To some, objecting to something as grisly as fox hunting is a sign of character and compassion. To others, it’s a firing offense.

Joe Hashman, a prominent U.K. gardener, has lost his job over philosophical objections to bloodsports. Hashman worked as a gardener at Orchard Park Garden Center, of Gillingham, Dorset. He is also a tireless anti-hunting activist. This apparently didn’t sit well with his employers.

According to The Telegraph, the center’s owners — Sheila Clarke and Ron Clarke — are “keen supporters” of foxhunting, as is company secretary Lucinda Stokes. Hashman’s efforts on behalf of animals eventually led to his dismissal.

The catalyst appears to be the conviction of celebrity chef Clarissa Dickson-Wright for illegal hunting in 2000. Dickson-Wright, former co-host of the cooking program Two Fat Ladies, was convicted of attending two hare-coursing events in March 2007. Hare-coursing, according to The Times, involves hares being “driven by beaters into a field to be chased by greyhounds,” and was outlawed under the Hunting Act 2004.

Dickson-Wright would no doubt have gotten away with her illegal activities, if it wasn’t for the brave activists who secretly filmed the hunt in progress. One of those brave activists was Joe Hashman. The day after Dickson-Wright’s conviction, he was fired from his job via email.

Never one to back down, Hashman is fighting back. He has brought a lawsuit against Orchard Park Garden Center,  alleging discrimination on the grounds of philosophical belief, and is seeking £50,000 (about $77,000) for loss of earnings and injury to feelings.
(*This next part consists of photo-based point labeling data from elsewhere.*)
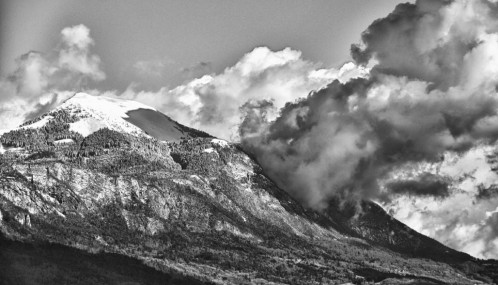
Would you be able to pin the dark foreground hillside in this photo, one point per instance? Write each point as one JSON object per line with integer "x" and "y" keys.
{"x": 117, "y": 208}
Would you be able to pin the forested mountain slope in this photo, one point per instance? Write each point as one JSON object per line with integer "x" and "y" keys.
{"x": 79, "y": 180}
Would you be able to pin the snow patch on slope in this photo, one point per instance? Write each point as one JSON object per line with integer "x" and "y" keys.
{"x": 222, "y": 143}
{"x": 96, "y": 112}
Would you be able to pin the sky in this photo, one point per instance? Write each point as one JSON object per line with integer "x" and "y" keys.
{"x": 358, "y": 99}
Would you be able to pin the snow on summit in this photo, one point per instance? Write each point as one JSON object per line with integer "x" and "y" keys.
{"x": 96, "y": 112}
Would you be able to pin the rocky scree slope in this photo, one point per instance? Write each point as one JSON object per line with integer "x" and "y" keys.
{"x": 94, "y": 187}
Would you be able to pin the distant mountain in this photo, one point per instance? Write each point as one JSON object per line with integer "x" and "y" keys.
{"x": 108, "y": 191}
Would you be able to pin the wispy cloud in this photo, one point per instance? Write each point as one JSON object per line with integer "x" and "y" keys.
{"x": 42, "y": 80}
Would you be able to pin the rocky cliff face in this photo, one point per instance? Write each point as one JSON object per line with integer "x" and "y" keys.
{"x": 194, "y": 208}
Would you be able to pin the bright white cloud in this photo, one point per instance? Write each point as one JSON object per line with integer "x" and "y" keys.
{"x": 41, "y": 81}
{"x": 211, "y": 103}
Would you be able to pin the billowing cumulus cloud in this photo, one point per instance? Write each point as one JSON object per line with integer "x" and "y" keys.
{"x": 42, "y": 80}
{"x": 212, "y": 102}
{"x": 432, "y": 89}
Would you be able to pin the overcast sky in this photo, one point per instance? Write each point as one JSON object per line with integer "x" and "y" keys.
{"x": 186, "y": 39}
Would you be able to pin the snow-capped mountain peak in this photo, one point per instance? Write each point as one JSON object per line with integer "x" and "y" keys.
{"x": 88, "y": 113}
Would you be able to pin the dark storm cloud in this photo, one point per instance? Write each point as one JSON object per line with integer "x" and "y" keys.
{"x": 485, "y": 193}
{"x": 431, "y": 89}
{"x": 425, "y": 185}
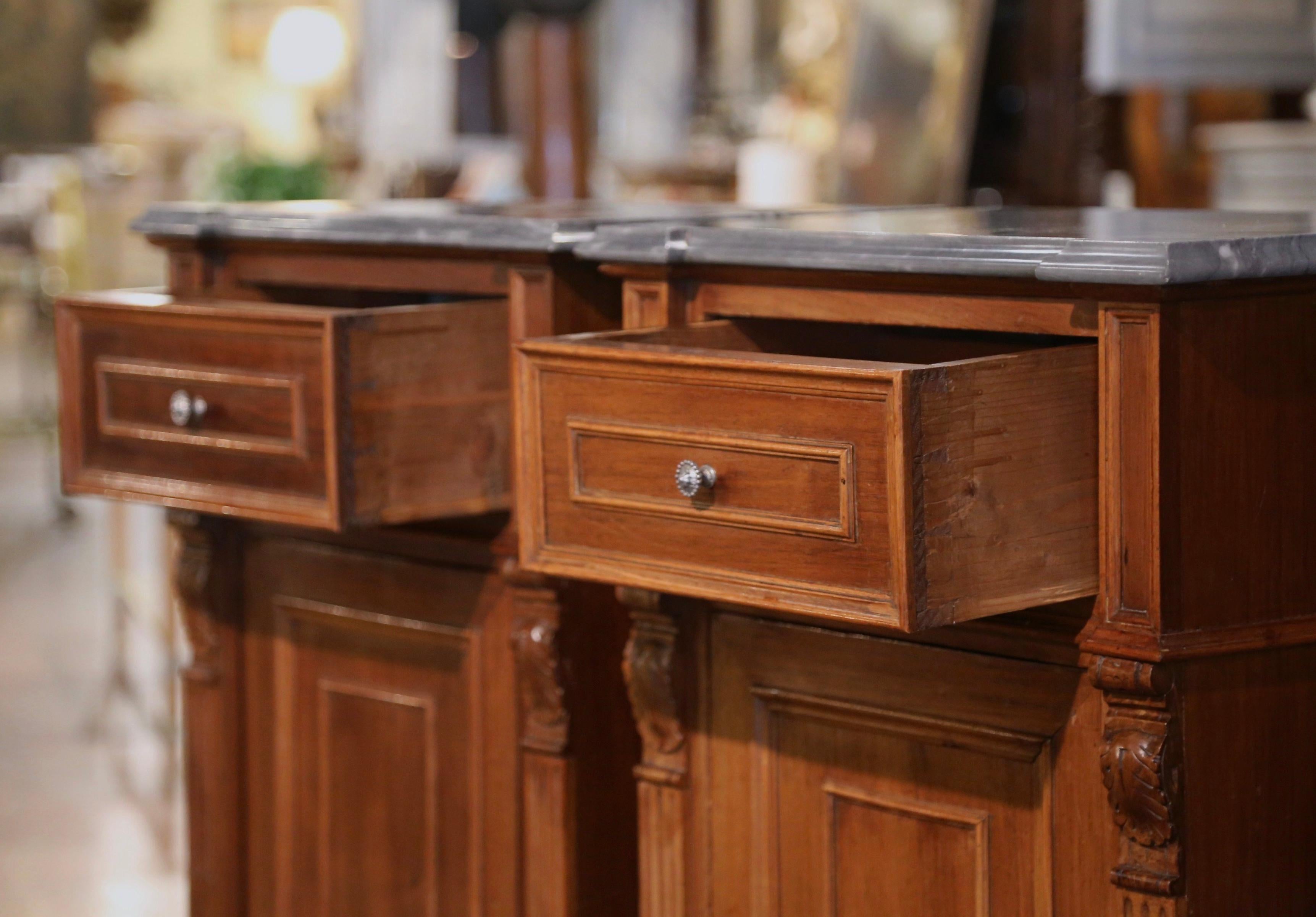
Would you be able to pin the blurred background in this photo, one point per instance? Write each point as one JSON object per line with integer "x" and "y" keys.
{"x": 108, "y": 106}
Not surprisingly, Hasman’s ex-employers are denying the allegations. “We let Mr. Hashman build a demonstration vegetable garden to try and help him and create interest among customers,” says Orchard Park managing director Richard Cumming. “Sadly, we did not get enough people going to look at it. It was not cost effective and we ended it.”

This is one version of what happened. It’s not the only one. According to his lawyers, Hashman says that, in a telephone conversation with Mr Cumming, “it was confirmed that his contract had been terminated because Lucinda Stokes, Sheila Clarke and her husband, as Board Members, were not happy that he was working for Orchard Park because he was an animal rights activist and hunt saboteur.”

If Joe Hashman can prove that he was fired because of his strong views regarding hunting and animal welfare, he might just win his lawsuit. Philosophical belief is protected in the U.K. under 2003’s Employment Equality (Religion and Belief) Regulations. One man, Tim Nicholson, has already won a judgement stating that his strong views on climate change went  “beyond a mere opinion” and amounted to a belief capable of protection under the law. There’s no reason that a deep, philosophical belief in animal rights should not enjoy the same protections as a deep, philosophical belief in climate change.

U.K. labor laws aside, do you think it was fair for Mr. Hashman to be fired because of his pro-animal beliefs? If not, take the time to let Ron and Sheila Clarke know how you feel, and urge them to do what is right to make amends with Mr. Hashman, either by rehiring him or reaching some sort of equitable settlement.

A person’s moral convictions should not be an employment liability.